People are who they are, I think. John Dari was my friend. I think he still is. But perhaps I will be disappointed.”

“As far as I can tell,” DeLuca said to end the briefing, “the White House doesn’t particularly care if we succeed, as long
as they can say they tried, and the Pentagon only cares insofar as we can supply command and control with targeting data.
The temptation would be to phone it in and play it safe. You will, at all times, take whatever precautions you can to remain
safe, but if anybody here thinks they’re going to phone it in, tell me now and I’ll find you a mop you can use to swab the
decks until we get back. The only thing more dangerous than a dangerous mission is a dangerous mission that you don’t take
seriously. We deploy in two hours. Dennis, I’ll talk to the captain about your ride. You may want to leave sooner than that.
Any questions?”

“How are we armed?” MacKenzie said.

“Everybody in Liger is armed,” DeLuca said. “You’ll probably attract more attention if you’re not. Just don’t be conspicuous.
Dan, take a MAC-10 in addition to your sidearm. It’s what all the Blackwood guys are wearing these days. DARPA has also given
us new handhelds to field test, called CIMs or Critical Information Minimodules—the army is also calling them FBCB2s or ‘Fee-bee-cee-bees,’
for Force Battle Command Brigade and Below systems. It’s a pocket PC that they hope will turn every soldier into an intelligence-gathering
unit. Read the manuals. They look like civilian PDAs, or at least the version they gave us does, with built-in GPS for maps
and data uplinks in real time to MILSATs and what have you, so spend some time getting to know how to use them. You can wi-fi
to SIPERNET or the Internet, but if I catch anybody playing Grand Theft Auto on his, I’m taking it away. Paul, can I offer
you anything?”

“Guns?” Asabo said. “I don’t think so. If they discover who I am, it would be best if I were unarmed. Plus I don’t like guns.”
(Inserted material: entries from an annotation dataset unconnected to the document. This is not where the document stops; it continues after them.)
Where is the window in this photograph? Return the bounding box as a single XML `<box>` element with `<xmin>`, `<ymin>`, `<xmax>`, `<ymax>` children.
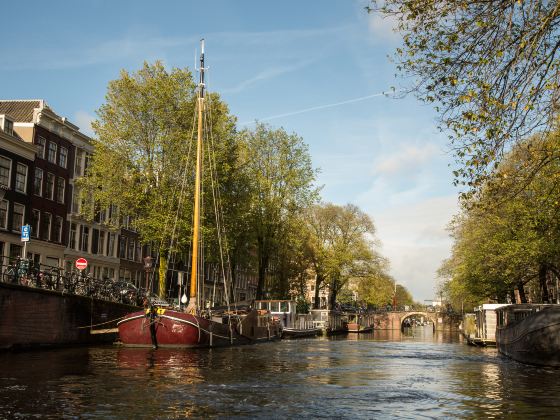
<box><xmin>56</xmin><ymin>178</ymin><xmax>66</xmax><ymax>203</ymax></box>
<box><xmin>35</xmin><ymin>136</ymin><xmax>47</xmax><ymax>159</ymax></box>
<box><xmin>47</xmin><ymin>141</ymin><xmax>56</xmax><ymax>163</ymax></box>
<box><xmin>33</xmin><ymin>168</ymin><xmax>43</xmax><ymax>196</ymax></box>
<box><xmin>46</xmin><ymin>172</ymin><xmax>54</xmax><ymax>200</ymax></box>
<box><xmin>0</xmin><ymin>156</ymin><xmax>12</xmax><ymax>187</ymax></box>
<box><xmin>107</xmin><ymin>233</ymin><xmax>115</xmax><ymax>257</ymax></box>
<box><xmin>97</xmin><ymin>230</ymin><xmax>106</xmax><ymax>255</ymax></box>
<box><xmin>52</xmin><ymin>216</ymin><xmax>64</xmax><ymax>243</ymax></box>
<box><xmin>0</xmin><ymin>200</ymin><xmax>8</xmax><ymax>229</ymax></box>
<box><xmin>80</xmin><ymin>225</ymin><xmax>89</xmax><ymax>252</ymax></box>
<box><xmin>31</xmin><ymin>209</ymin><xmax>41</xmax><ymax>238</ymax></box>
<box><xmin>4</xmin><ymin>117</ymin><xmax>14</xmax><ymax>136</ymax></box>
<box><xmin>68</xmin><ymin>223</ymin><xmax>77</xmax><ymax>249</ymax></box>
<box><xmin>12</xmin><ymin>203</ymin><xmax>25</xmax><ymax>231</ymax></box>
<box><xmin>74</xmin><ymin>149</ymin><xmax>84</xmax><ymax>176</ymax></box>
<box><xmin>84</xmin><ymin>153</ymin><xmax>91</xmax><ymax>174</ymax></box>
<box><xmin>119</xmin><ymin>235</ymin><xmax>126</xmax><ymax>258</ymax></box>
<box><xmin>10</xmin><ymin>244</ymin><xmax>23</xmax><ymax>260</ymax></box>
<box><xmin>45</xmin><ymin>257</ymin><xmax>59</xmax><ymax>267</ymax></box>
<box><xmin>72</xmin><ymin>186</ymin><xmax>80</xmax><ymax>213</ymax></box>
<box><xmin>91</xmin><ymin>229</ymin><xmax>99</xmax><ymax>254</ymax></box>
<box><xmin>126</xmin><ymin>240</ymin><xmax>136</xmax><ymax>261</ymax></box>
<box><xmin>41</xmin><ymin>213</ymin><xmax>52</xmax><ymax>241</ymax></box>
<box><xmin>58</xmin><ymin>146</ymin><xmax>68</xmax><ymax>168</ymax></box>
<box><xmin>16</xmin><ymin>163</ymin><xmax>27</xmax><ymax>194</ymax></box>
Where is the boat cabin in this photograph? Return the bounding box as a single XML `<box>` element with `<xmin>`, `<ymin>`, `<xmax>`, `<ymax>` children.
<box><xmin>311</xmin><ymin>309</ymin><xmax>348</xmax><ymax>334</ymax></box>
<box><xmin>474</xmin><ymin>303</ymin><xmax>508</xmax><ymax>345</ymax></box>
<box><xmin>255</xmin><ymin>300</ymin><xmax>313</xmax><ymax>329</ymax></box>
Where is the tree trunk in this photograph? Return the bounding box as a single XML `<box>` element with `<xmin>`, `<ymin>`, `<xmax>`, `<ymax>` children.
<box><xmin>329</xmin><ymin>280</ymin><xmax>338</xmax><ymax>310</ymax></box>
<box><xmin>539</xmin><ymin>264</ymin><xmax>550</xmax><ymax>303</ymax></box>
<box><xmin>517</xmin><ymin>282</ymin><xmax>527</xmax><ymax>303</ymax></box>
<box><xmin>313</xmin><ymin>274</ymin><xmax>323</xmax><ymax>309</ymax></box>
<box><xmin>158</xmin><ymin>249</ymin><xmax>168</xmax><ymax>299</ymax></box>
<box><xmin>257</xmin><ymin>238</ymin><xmax>268</xmax><ymax>300</ymax></box>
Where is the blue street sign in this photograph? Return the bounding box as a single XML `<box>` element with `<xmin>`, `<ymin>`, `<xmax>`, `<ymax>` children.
<box><xmin>21</xmin><ymin>225</ymin><xmax>31</xmax><ymax>242</ymax></box>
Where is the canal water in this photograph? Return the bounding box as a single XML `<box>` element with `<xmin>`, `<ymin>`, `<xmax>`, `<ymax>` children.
<box><xmin>0</xmin><ymin>327</ymin><xmax>560</xmax><ymax>419</ymax></box>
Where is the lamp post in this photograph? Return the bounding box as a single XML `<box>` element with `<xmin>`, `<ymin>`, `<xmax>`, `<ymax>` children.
<box><xmin>144</xmin><ymin>255</ymin><xmax>152</xmax><ymax>296</ymax></box>
<box><xmin>0</xmin><ymin>184</ymin><xmax>9</xmax><ymax>200</ymax></box>
<box><xmin>393</xmin><ymin>280</ymin><xmax>397</xmax><ymax>311</ymax></box>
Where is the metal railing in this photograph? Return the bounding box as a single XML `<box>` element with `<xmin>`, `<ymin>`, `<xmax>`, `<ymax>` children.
<box><xmin>0</xmin><ymin>257</ymin><xmax>146</xmax><ymax>306</ymax></box>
“I don’t like cars,” DeLuca said, “but it beats walking.”

After the briefing, DeLuca used his new handheld PC to collect his e-mail. The first thing he’d done, upon awakening, was
e-mail his friend Walter Ford back in Boston and ask him to get on the Web and look for any information that the briefing
report might have omitted, sending the report as an attached file. He didn’t expect a reply so soon, but then he remembered
that Ford, a retired cop and a professor in the Criminal Justice program at Northeastern, was one of the most diligent people
he’d ever known. He’d stay up to finish a task, no matter how late it got.

Dear David,

Hope all remains well with you. Martha suggests I remind you to dress warmly. I told her you were in tropical Africa, but
you know Martha. She would still be trying to get you to wear a sweater.

As to your questions, I’m supplying links to a number of Ligerian expatriate Web sites, but to give you the gist of it, the
bottom line is, President Bo’s popularity ratings rank significantly lower than Bill Clinton’s. Ligerian expats hate him (Bo,
not Clinton), as do many of his citizens, though he has the support of the Fasori elite, who he favors in return with tax
breaks, import tariffs, bribes, etc. He had the full support of big oil and their hired mercenaries until he started talking
about nationalizing the oil industry a few months ago, largely a populist gesture, but WAOC was not amused.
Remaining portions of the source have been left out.